No obstante, aun cuando la persona haya logrado estas tres coronas, sigue siendo todavía una entidad que percibe su propio Yo: se ha sometido al Altísimo, su deseo y placer se dirigen a El y ha imbuido su ser con la Tora, pero no se ha trascendido a sí misma. Su Yo es uno moldeado y permeado por lo Divino. Por eso se requiere de la corona del buen nombre, el que alude al buen nombre por la conducta, las acciones. A diferencia de las coronas anteriores que hacen a la perfección interior de la persona (sumisión, placer y comprensión de lo Divino) las buenas acciones implican la elevación y el efecto sobre el mundo exterior. Representa un nivel de entrega y anulación absoluta al Altísimo donde no piensa en la elevación espiritual de su Yo, y su unión con Di-s, sino en la del objetivo de Di-s, la elevación del mundo.

Esto significa la corona del buen nombre: la involucración de la persona con su entorno, para imbuirle espiritualidad y conectarlo con el Altísimo. La persona que está sola, no precisa de un nombre. ¿Cuándo es necesario un nombre? Cuando uno se comunica con otros.
Se logra un buen nombre cuando la persona vive su vida de todos los días con una conducta en consonancia con la Tora porque entonces los actos que ejecuta diseminan luz Divina en todo el mundo.

Ahí trascendió su Yo — se entregó a la Voluntad Divina más allá de su ser.

No obstante, la Divinidad estimulada con la ejecución de mitzvot con frecuencia no está manifiesta, ni en el mundo en general, ni siquiera dentro de nuestras almas. Muchas veces, aunque la persona ejecuta numerosos actos de bien y mitzvot, la influencia que estos ejercen sobre su carácter no es inmediata, ni directa.
Sobre esta base, podemos comprender nuestra mishná.

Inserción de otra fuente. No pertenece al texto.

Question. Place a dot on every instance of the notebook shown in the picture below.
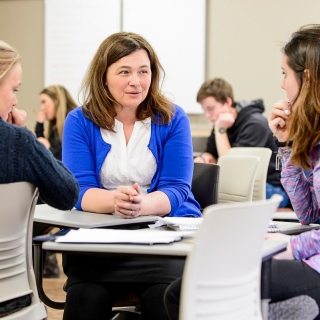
(180, 223)
(119, 236)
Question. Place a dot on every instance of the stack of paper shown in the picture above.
(179, 223)
(119, 236)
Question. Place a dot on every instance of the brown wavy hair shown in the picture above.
(98, 103)
(303, 57)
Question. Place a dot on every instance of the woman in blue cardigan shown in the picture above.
(130, 149)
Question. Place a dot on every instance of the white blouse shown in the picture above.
(126, 164)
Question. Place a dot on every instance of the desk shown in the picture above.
(82, 219)
(74, 218)
(177, 249)
(288, 227)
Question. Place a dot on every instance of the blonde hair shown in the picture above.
(63, 103)
(8, 58)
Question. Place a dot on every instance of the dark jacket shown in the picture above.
(23, 158)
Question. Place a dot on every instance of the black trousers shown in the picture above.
(95, 283)
(291, 278)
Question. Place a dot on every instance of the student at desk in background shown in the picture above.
(237, 124)
(130, 149)
(22, 157)
(56, 102)
(296, 125)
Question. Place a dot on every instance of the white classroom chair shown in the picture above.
(221, 278)
(17, 203)
(264, 154)
(237, 176)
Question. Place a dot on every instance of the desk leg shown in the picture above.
(38, 270)
(265, 288)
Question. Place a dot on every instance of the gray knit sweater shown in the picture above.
(23, 158)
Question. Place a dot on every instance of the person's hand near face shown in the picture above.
(282, 109)
(9, 86)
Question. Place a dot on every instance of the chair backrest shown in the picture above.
(237, 174)
(259, 188)
(221, 277)
(205, 183)
(17, 203)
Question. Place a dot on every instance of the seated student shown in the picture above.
(237, 124)
(296, 124)
(130, 149)
(56, 102)
(22, 157)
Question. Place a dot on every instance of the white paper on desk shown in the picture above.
(119, 236)
(182, 223)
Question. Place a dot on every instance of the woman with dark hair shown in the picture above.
(130, 149)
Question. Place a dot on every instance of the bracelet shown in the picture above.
(281, 153)
(283, 144)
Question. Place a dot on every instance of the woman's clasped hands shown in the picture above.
(127, 201)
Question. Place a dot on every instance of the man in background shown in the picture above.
(237, 124)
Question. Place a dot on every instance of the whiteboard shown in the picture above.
(74, 30)
(175, 28)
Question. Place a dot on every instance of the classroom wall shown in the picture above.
(244, 39)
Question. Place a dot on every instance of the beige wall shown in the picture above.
(243, 45)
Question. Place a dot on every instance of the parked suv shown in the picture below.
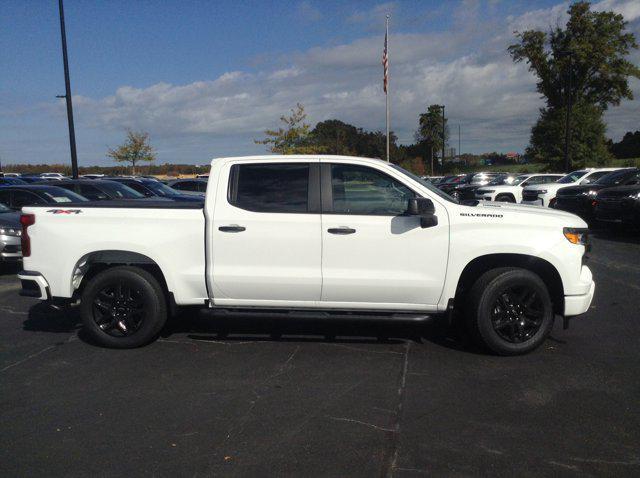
(513, 192)
(581, 199)
(546, 195)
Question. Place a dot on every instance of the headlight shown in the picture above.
(576, 235)
(10, 231)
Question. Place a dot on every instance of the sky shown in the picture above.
(206, 78)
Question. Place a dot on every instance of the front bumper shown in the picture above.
(10, 249)
(579, 304)
(34, 285)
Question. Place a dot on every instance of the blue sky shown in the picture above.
(205, 78)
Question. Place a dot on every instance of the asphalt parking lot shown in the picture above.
(250, 397)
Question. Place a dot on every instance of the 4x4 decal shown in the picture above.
(65, 211)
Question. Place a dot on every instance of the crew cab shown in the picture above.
(319, 234)
(546, 195)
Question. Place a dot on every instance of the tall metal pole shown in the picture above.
(443, 136)
(67, 96)
(387, 79)
(567, 128)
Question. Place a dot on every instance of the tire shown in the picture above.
(505, 198)
(498, 317)
(123, 307)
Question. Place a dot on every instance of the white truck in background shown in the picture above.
(329, 234)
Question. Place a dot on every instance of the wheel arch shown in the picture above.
(95, 262)
(543, 268)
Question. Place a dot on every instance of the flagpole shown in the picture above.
(387, 90)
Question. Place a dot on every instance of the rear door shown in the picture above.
(266, 234)
(373, 254)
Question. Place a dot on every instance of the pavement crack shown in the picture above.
(395, 433)
(28, 357)
(341, 419)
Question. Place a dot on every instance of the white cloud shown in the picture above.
(466, 68)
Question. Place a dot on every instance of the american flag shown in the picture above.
(385, 63)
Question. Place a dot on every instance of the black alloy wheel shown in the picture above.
(517, 314)
(118, 309)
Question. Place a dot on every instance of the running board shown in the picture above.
(318, 315)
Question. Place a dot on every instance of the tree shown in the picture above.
(136, 148)
(429, 135)
(294, 138)
(592, 49)
(628, 147)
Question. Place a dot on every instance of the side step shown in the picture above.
(318, 314)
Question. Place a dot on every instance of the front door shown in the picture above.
(373, 254)
(266, 235)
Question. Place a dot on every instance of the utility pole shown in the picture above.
(568, 105)
(67, 95)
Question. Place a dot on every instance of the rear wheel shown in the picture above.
(123, 307)
(509, 311)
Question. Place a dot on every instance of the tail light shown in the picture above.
(26, 220)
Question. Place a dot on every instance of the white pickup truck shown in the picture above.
(328, 234)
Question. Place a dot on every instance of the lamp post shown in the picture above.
(67, 95)
(568, 100)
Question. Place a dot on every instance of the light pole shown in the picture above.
(568, 105)
(67, 95)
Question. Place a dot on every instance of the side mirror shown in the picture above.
(420, 207)
(424, 208)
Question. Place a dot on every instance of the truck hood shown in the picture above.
(542, 214)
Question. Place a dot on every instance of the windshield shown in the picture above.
(572, 177)
(62, 195)
(424, 183)
(160, 189)
(118, 190)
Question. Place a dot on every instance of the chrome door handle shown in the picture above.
(341, 230)
(232, 228)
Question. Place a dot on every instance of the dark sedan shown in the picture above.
(17, 197)
(102, 190)
(153, 188)
(10, 233)
(619, 204)
(581, 199)
(454, 188)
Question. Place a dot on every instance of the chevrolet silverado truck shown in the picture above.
(327, 235)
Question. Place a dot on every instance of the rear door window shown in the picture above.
(271, 187)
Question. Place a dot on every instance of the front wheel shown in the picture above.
(510, 311)
(123, 307)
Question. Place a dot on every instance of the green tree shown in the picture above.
(294, 137)
(429, 135)
(592, 48)
(136, 148)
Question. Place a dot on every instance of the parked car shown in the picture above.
(10, 232)
(102, 190)
(196, 187)
(153, 188)
(467, 192)
(581, 200)
(513, 192)
(318, 233)
(474, 179)
(17, 197)
(10, 181)
(620, 204)
(546, 195)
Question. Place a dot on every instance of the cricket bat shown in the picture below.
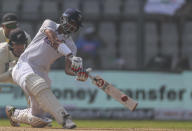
(113, 92)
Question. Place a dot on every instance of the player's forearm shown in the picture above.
(5, 76)
(52, 37)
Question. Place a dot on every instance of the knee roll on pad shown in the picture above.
(25, 116)
(45, 98)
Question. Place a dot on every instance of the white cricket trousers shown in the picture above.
(19, 74)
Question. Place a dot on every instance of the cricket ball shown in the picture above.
(124, 98)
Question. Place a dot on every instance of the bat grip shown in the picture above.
(88, 70)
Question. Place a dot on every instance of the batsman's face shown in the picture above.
(70, 27)
(8, 27)
(18, 49)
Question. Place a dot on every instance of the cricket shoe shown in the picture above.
(68, 123)
(9, 112)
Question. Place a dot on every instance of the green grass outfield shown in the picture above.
(123, 124)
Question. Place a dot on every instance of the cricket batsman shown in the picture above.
(31, 71)
(10, 52)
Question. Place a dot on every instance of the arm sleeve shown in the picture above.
(70, 43)
(48, 24)
(3, 59)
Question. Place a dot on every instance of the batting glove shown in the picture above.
(76, 64)
(82, 75)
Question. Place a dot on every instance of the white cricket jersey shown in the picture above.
(40, 54)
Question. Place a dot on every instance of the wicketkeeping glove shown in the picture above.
(76, 64)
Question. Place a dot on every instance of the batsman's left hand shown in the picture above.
(82, 75)
(76, 64)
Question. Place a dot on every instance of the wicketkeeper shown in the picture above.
(31, 71)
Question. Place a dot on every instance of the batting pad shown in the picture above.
(25, 116)
(38, 87)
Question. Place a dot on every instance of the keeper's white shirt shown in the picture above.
(6, 56)
(40, 54)
(3, 38)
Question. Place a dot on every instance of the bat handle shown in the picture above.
(88, 70)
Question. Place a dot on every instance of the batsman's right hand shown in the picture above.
(76, 64)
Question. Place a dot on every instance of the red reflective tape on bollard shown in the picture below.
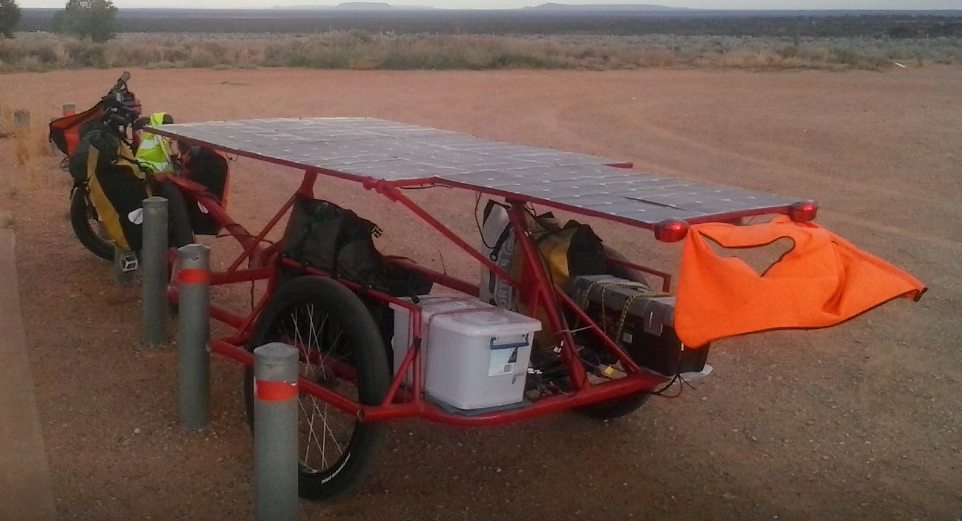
(194, 276)
(275, 391)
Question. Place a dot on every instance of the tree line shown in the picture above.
(93, 19)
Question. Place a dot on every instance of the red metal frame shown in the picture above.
(539, 296)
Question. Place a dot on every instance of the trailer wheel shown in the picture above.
(340, 349)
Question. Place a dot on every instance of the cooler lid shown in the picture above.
(472, 317)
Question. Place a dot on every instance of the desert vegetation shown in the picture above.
(363, 50)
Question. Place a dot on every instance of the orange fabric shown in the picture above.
(822, 281)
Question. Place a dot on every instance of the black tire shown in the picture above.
(336, 314)
(623, 405)
(86, 225)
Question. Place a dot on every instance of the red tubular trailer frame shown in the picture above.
(535, 289)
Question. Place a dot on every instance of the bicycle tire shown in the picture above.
(309, 298)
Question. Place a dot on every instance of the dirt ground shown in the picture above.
(860, 421)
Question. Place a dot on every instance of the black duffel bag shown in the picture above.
(322, 235)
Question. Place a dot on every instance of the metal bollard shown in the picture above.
(193, 336)
(125, 264)
(153, 257)
(275, 433)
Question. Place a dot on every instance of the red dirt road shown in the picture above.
(860, 421)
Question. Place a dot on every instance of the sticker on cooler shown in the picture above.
(504, 355)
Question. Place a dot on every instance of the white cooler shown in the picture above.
(474, 355)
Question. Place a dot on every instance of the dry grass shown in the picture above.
(31, 151)
(362, 50)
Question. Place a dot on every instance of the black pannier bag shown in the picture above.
(210, 169)
(322, 235)
(115, 184)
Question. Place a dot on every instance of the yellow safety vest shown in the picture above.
(153, 154)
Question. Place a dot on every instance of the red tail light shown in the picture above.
(803, 211)
(671, 230)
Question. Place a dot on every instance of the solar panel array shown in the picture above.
(363, 147)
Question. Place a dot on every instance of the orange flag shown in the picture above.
(822, 281)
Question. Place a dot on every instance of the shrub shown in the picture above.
(9, 17)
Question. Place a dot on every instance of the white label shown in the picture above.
(136, 216)
(502, 361)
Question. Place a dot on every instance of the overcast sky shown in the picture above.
(491, 4)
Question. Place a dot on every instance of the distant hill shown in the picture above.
(603, 7)
(356, 6)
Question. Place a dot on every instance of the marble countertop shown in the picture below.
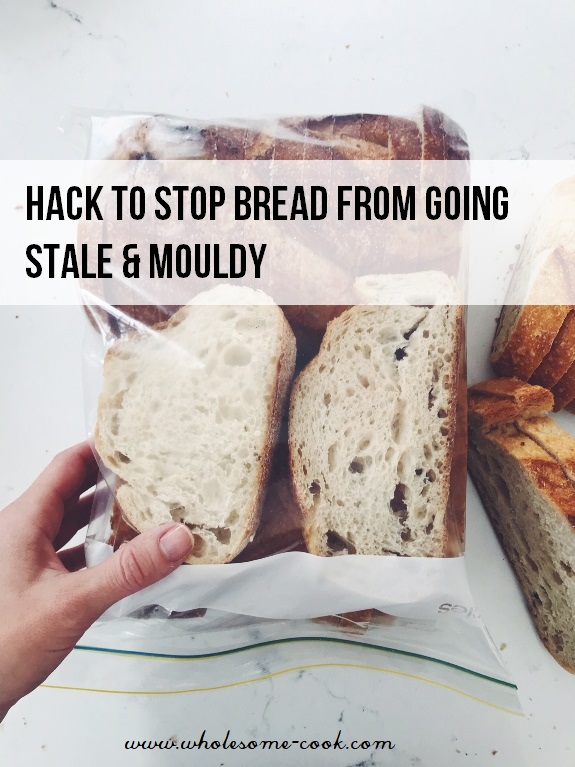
(501, 71)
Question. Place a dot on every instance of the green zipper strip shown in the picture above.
(271, 642)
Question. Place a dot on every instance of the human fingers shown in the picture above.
(139, 563)
(69, 474)
(74, 519)
(74, 558)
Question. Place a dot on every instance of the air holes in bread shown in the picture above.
(338, 545)
(397, 503)
(400, 353)
(237, 356)
(314, 488)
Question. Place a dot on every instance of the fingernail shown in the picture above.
(176, 543)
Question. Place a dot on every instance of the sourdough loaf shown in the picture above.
(428, 135)
(523, 465)
(371, 431)
(189, 415)
(541, 296)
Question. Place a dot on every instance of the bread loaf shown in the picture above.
(536, 329)
(189, 415)
(523, 467)
(371, 431)
(429, 135)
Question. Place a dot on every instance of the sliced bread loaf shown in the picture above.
(371, 431)
(189, 415)
(541, 293)
(523, 465)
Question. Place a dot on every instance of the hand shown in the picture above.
(46, 601)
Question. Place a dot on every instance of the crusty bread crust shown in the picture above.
(512, 432)
(529, 341)
(564, 389)
(314, 537)
(560, 357)
(503, 400)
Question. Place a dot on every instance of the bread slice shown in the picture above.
(189, 415)
(523, 468)
(371, 431)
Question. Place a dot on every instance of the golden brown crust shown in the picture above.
(564, 389)
(487, 414)
(560, 358)
(530, 340)
(453, 500)
(503, 400)
(545, 454)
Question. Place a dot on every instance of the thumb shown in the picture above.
(142, 561)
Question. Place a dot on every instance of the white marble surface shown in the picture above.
(503, 72)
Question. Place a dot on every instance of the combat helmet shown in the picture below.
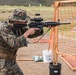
(18, 15)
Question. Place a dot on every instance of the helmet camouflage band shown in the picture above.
(19, 14)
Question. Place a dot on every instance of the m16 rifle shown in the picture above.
(36, 22)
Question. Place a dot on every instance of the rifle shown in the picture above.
(36, 22)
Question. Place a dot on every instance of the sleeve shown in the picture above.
(11, 39)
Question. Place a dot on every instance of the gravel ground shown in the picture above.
(39, 68)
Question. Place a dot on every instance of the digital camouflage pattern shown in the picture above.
(19, 14)
(9, 43)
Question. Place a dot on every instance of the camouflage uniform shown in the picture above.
(9, 45)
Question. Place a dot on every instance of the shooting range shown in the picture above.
(61, 41)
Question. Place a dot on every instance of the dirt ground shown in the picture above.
(38, 68)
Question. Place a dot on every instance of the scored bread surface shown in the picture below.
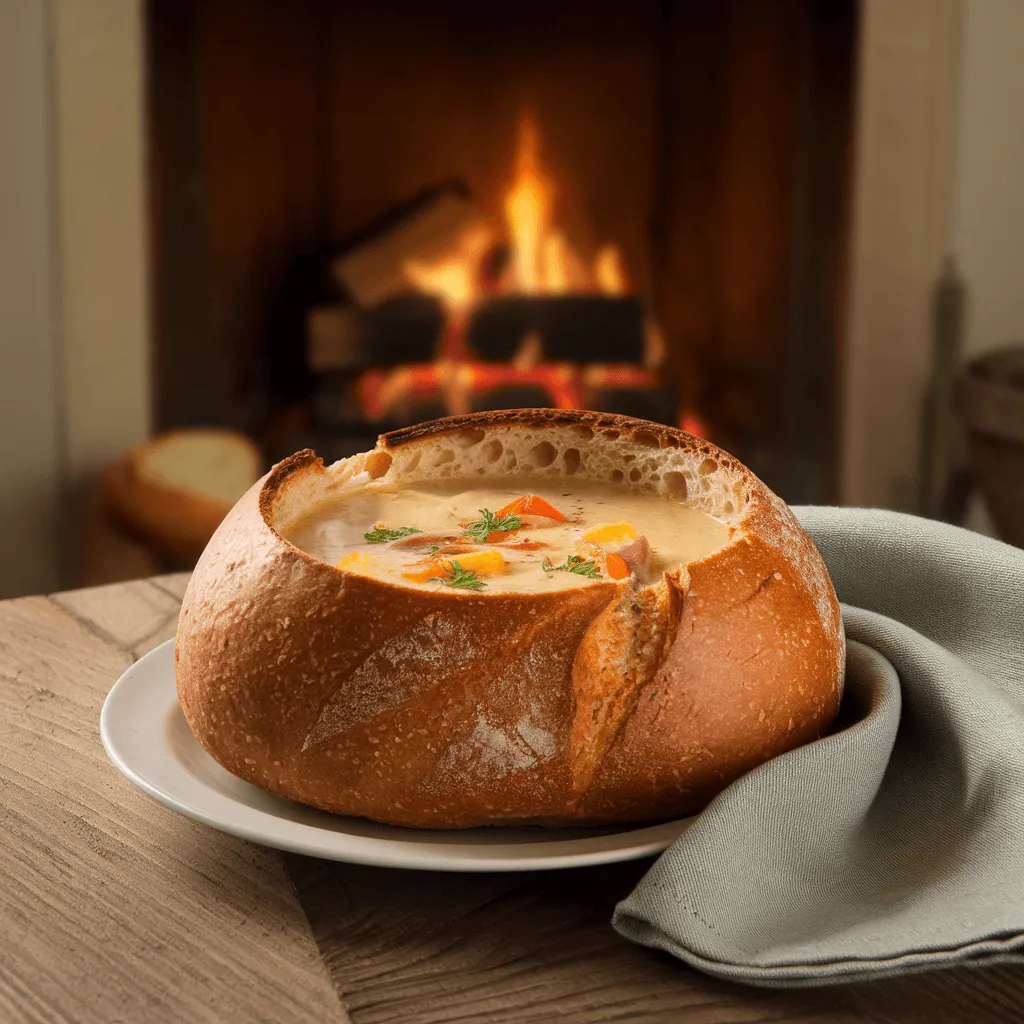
(445, 710)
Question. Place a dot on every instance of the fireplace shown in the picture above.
(363, 215)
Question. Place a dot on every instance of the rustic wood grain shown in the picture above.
(112, 907)
(432, 948)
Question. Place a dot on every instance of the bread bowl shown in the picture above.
(380, 688)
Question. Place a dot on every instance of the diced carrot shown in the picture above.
(610, 532)
(616, 566)
(531, 505)
(481, 562)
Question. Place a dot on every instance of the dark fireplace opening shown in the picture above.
(363, 217)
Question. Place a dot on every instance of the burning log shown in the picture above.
(570, 328)
(408, 329)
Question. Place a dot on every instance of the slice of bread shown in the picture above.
(174, 491)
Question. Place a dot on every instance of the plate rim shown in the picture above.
(373, 851)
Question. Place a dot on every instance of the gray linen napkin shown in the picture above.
(895, 844)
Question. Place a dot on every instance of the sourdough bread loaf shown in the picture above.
(433, 708)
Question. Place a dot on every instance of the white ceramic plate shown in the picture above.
(146, 736)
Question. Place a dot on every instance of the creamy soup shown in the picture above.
(507, 536)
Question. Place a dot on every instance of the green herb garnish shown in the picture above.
(458, 577)
(480, 529)
(381, 536)
(573, 563)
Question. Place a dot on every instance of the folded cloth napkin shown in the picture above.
(896, 843)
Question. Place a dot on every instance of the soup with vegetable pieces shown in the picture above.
(505, 538)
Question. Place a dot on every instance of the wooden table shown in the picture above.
(115, 909)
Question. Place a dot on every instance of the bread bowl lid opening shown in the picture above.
(499, 508)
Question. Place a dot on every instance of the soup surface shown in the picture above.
(506, 536)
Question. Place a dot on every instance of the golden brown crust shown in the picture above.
(449, 710)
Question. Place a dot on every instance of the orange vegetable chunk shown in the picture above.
(480, 562)
(616, 566)
(531, 505)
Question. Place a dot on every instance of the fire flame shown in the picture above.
(543, 260)
(526, 208)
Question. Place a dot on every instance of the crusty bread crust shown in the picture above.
(442, 709)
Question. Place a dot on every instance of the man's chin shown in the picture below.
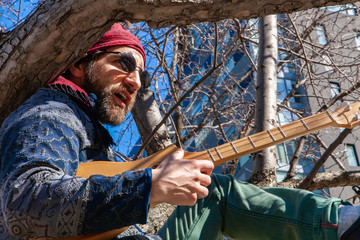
(114, 117)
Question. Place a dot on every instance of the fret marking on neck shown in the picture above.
(331, 117)
(272, 137)
(282, 133)
(303, 122)
(234, 148)
(252, 143)
(211, 156)
(217, 151)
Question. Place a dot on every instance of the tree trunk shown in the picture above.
(147, 116)
(264, 168)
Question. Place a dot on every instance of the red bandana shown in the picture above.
(118, 36)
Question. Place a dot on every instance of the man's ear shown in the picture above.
(77, 75)
(77, 70)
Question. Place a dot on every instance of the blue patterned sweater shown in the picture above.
(42, 144)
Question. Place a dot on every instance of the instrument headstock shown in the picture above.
(347, 116)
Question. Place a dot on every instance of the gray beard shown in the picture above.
(109, 112)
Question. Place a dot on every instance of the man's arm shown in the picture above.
(41, 197)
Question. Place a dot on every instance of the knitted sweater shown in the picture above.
(41, 146)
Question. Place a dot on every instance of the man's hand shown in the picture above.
(180, 182)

En principio sólo hay tres coronas, pues el logro de un buen nombre —la denominación de Divinidad por el mundo— no es necesariamente una corona; no siempre transforma a la persona y brilla en ella.

¿Cuándo se convierte un buen nombre en una corona? Cuando, como continúa la mishná, ésta es ole al gavei-hém: “está sobre todas”, apoyada sobre las otras tres. Cuando el esfuerzo por difundir Divinidad en el entorno del mundo material viene a continuación de “ellas”, es decir, cuando tiene lugar como una extensión de las tres elaboraciones interiores de “reinado” (sumisión a Di-s), “sacerdocio” (placer y deseo de Divinidad) y “Tora” (internalización intelectual y emocional) — entonces también el buen nombre se convierte en una “corona”.

Cuando la persona se ha desarrollado a sí misma en estas tres fases del servicio Divino, sus esfuerzos por difundir luz en el mundo también generarán una luz interior, la que lo orientará a la más profunda y abarcante entrega a Di-s.

(Likutéi Sijot, Vol. IV, pág. 1214 y ss.)

Extraido de “En la senda de nuestros padres”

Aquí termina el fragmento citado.